Tornou-se professor assistente de sociologia em 1942 e ficou no cargo até 1958, quando resolveu se dedicar apenas à literatura. Antes, em 1954, obteve o título de doutor em ciências sociais com a tese Os parceiros do rio Bonito, que depois se tornaria referência obrigatória na área.“Esse foi um livro que teve sorte”, diz o pesquisador. “Onde já se viu uma obra de sociologia alcançar nove edições no Brasil?”, ironiza. A última delas, publicada em 2001, traz as fotos tiradas na época da pesquisa.

Embora tivesse como origem a sociologia, sempre fez crítica literária em jornais e revistas. “Decidi prestar um concurso de literatura brasileira na Universidade de São Paulo (USP) para mudar de área assim que tivesse uma chance”, conta. Ele passou no concurso em 1945, aos 27 anos, e ganhou o título de livre-docente, que trazia embutido, na época, o grau de doutor. A oportunidade de lecionar apenas literatura veio em 1958 quando surgiu a Faculdade de Filosofia de Assis, posteriormente incorporada à Universidade Estadual Paulista (Unesp). Em 1961, voltou à USP para assumir como professor colaborador a nova disciplina de teoria literária e literatura comparada, da qual se tornaria titular em 1974. Trabalhou por dois anos na Universidade de Paris, entre 1964 e 1966, e um ano na Universidade Yale (1968), nos Estados Unidos – não por acaso, eram anos de chumbo no Brasil.No anos 70, coordenou o Instituto de Estudos da Linguagem da Universidade Estadual de Campinas (Unicamp).

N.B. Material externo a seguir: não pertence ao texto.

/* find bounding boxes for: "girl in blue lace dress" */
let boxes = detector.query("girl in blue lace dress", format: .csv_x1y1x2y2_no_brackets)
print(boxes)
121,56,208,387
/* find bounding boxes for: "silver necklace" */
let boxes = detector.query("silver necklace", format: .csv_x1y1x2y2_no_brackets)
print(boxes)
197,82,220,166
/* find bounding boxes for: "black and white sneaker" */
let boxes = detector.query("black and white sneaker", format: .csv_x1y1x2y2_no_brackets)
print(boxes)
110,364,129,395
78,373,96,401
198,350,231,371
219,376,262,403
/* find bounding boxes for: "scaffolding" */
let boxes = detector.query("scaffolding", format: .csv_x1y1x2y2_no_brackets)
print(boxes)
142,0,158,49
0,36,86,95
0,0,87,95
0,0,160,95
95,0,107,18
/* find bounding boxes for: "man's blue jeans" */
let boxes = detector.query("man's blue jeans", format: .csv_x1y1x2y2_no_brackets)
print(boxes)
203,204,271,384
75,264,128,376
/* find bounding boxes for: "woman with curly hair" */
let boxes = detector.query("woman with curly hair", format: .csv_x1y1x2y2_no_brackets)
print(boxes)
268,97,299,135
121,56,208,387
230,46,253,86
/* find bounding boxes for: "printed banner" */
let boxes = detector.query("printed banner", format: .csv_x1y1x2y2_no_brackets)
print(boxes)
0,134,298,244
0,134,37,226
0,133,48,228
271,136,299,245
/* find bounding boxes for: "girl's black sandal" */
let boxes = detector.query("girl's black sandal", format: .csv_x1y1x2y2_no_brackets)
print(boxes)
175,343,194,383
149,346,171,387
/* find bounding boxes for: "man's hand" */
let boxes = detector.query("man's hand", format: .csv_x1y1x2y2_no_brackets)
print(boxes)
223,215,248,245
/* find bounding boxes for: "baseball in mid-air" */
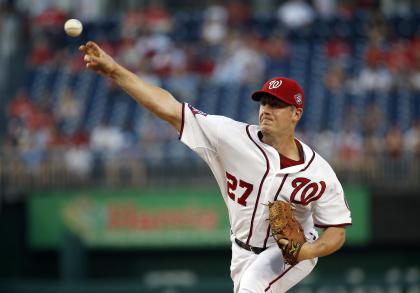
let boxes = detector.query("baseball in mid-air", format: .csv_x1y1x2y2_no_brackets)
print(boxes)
64,19,83,37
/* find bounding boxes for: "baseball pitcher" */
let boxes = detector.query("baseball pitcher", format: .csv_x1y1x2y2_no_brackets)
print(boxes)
80,41,352,292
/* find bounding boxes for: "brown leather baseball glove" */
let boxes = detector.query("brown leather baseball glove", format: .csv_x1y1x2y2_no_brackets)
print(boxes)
268,201,306,265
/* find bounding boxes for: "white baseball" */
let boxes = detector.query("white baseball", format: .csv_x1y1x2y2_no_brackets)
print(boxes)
64,19,83,37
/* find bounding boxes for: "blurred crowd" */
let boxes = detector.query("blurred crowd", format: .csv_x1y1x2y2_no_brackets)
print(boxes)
1,0,420,179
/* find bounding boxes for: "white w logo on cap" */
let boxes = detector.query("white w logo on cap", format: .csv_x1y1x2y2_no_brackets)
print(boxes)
268,80,282,89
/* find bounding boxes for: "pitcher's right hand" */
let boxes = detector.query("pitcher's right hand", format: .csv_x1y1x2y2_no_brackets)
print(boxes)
79,41,117,77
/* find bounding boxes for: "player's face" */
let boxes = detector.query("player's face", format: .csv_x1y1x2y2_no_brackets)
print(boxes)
258,95,302,137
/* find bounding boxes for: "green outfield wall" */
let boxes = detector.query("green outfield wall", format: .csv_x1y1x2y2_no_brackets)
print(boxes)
28,185,369,249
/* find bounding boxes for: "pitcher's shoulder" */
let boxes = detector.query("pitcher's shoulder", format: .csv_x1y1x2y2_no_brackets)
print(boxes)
299,141,339,180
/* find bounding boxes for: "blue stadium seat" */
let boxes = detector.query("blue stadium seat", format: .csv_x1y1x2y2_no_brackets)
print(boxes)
29,66,52,102
82,77,109,130
414,91,420,120
251,11,278,38
351,10,369,40
215,84,240,117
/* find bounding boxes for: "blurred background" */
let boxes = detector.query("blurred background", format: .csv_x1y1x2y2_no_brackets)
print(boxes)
0,0,419,292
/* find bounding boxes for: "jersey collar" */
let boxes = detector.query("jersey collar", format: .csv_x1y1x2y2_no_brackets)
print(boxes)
252,126,315,174
274,138,315,174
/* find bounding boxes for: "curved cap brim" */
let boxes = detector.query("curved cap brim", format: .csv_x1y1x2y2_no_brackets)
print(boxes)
251,90,291,105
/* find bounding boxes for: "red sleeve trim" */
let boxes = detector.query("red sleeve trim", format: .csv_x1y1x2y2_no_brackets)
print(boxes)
315,223,352,228
178,102,185,140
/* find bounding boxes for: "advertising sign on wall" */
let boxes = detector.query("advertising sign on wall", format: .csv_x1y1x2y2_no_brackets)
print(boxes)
28,186,368,248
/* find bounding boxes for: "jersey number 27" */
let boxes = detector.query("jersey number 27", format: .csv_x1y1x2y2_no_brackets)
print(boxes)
226,172,254,206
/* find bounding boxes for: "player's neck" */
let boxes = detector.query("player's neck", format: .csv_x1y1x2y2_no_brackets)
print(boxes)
263,133,300,160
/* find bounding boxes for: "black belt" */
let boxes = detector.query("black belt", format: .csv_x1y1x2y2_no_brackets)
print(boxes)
235,238,266,254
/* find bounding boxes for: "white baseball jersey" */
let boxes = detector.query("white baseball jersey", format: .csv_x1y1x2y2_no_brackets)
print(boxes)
179,103,352,292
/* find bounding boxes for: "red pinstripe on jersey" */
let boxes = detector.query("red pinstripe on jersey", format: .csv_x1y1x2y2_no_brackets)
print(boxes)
299,148,315,171
263,174,289,249
245,125,270,246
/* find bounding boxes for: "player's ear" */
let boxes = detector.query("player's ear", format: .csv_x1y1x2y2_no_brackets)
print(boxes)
293,107,303,123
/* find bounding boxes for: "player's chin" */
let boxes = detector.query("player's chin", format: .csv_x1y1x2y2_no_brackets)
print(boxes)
260,124,272,135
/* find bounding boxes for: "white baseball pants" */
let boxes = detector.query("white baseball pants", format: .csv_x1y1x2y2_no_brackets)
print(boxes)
230,239,317,293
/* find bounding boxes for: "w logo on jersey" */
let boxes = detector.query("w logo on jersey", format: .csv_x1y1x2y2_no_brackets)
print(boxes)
290,177,326,205
268,80,282,89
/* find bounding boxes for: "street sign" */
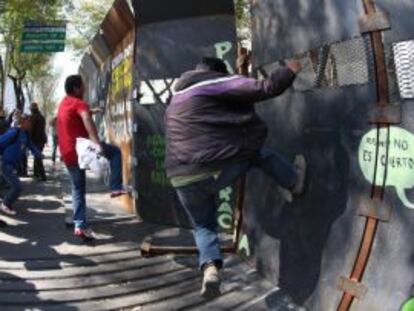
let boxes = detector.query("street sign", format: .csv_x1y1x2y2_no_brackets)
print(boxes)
21,23,66,53
22,31,66,41
0,0,5,13
21,42,65,53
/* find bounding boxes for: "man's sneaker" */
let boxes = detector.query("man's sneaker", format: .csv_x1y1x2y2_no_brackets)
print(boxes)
0,203,16,216
291,155,307,196
201,263,221,299
74,227,95,240
110,190,129,198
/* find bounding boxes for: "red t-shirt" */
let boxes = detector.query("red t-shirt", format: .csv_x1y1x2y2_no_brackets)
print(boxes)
57,96,90,166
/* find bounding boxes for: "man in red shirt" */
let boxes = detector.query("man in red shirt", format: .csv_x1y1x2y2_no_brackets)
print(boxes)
57,75,128,240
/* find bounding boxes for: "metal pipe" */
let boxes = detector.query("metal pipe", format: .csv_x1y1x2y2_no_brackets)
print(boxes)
337,0,390,310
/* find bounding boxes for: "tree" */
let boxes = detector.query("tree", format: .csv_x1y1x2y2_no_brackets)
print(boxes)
25,60,60,118
0,0,64,110
234,0,252,47
65,0,114,56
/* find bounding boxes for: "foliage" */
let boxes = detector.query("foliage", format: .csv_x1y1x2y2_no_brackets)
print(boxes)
0,0,64,109
65,0,114,56
25,60,60,118
234,0,252,47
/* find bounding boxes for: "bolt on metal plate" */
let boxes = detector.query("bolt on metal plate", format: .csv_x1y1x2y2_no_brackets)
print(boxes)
338,276,368,300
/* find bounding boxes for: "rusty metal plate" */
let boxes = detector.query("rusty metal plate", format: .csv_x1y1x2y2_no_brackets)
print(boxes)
338,276,368,300
359,11,391,34
368,103,402,124
357,194,393,222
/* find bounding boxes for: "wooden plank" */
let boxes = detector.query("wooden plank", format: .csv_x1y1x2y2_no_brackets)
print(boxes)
0,248,141,270
0,256,169,281
0,267,197,305
0,260,185,292
35,275,201,311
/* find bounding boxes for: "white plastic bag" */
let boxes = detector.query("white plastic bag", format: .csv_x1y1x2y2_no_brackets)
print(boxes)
76,138,110,178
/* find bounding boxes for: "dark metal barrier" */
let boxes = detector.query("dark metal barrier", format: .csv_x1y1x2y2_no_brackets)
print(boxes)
247,0,414,310
131,0,237,227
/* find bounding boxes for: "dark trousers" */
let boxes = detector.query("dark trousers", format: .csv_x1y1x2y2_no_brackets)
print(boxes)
17,151,27,177
52,135,58,163
33,145,46,179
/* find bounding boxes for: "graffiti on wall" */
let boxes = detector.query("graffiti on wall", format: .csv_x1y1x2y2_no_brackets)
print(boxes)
217,187,233,230
215,41,234,74
401,297,414,311
146,133,169,188
109,43,134,140
359,126,414,208
212,40,251,252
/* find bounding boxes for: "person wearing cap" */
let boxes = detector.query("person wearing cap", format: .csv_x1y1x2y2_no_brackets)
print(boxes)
165,57,306,298
0,114,42,216
29,103,47,181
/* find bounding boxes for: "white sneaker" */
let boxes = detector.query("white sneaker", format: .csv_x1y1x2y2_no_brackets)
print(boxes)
74,227,96,240
201,264,221,299
0,203,16,216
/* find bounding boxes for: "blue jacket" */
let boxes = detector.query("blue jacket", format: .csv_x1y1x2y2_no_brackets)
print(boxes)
0,128,42,167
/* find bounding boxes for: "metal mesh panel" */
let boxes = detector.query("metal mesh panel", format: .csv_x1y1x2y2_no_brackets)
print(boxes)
257,37,371,92
393,40,414,99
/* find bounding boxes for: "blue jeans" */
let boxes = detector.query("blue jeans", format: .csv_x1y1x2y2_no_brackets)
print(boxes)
67,143,123,229
2,164,22,207
175,148,298,269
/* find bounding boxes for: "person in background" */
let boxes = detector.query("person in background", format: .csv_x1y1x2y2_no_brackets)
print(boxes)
29,103,47,181
57,75,128,240
165,57,306,298
7,109,22,128
49,116,58,165
0,108,10,211
0,109,9,135
7,109,27,177
0,114,42,216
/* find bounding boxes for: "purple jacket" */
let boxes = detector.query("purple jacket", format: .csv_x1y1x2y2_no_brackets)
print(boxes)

Antonio Candido sempre escreveu na imprensa. Foi crítico da revista Clima (1941-44), dos jornais Folha da Manhã (1943-45) e Diário de São Paulo (1945-47) e em 1956 preparou o projeto do prestigiado Suplemento Literário de O Estado de S. Paulo. Entre 1973 e 74 foi um dos dirigentes da revista Argumento, proibida pelo regime militar. Também participou da luta contra a ditadura do Estado Novo, entre 1943 e 45, e um dos fundadores da União Democrática Socialista, transformada em 1947 no Partido Socialista Brasileiro. Em 1980, participou da fundação do Partido dos Trabalhadores.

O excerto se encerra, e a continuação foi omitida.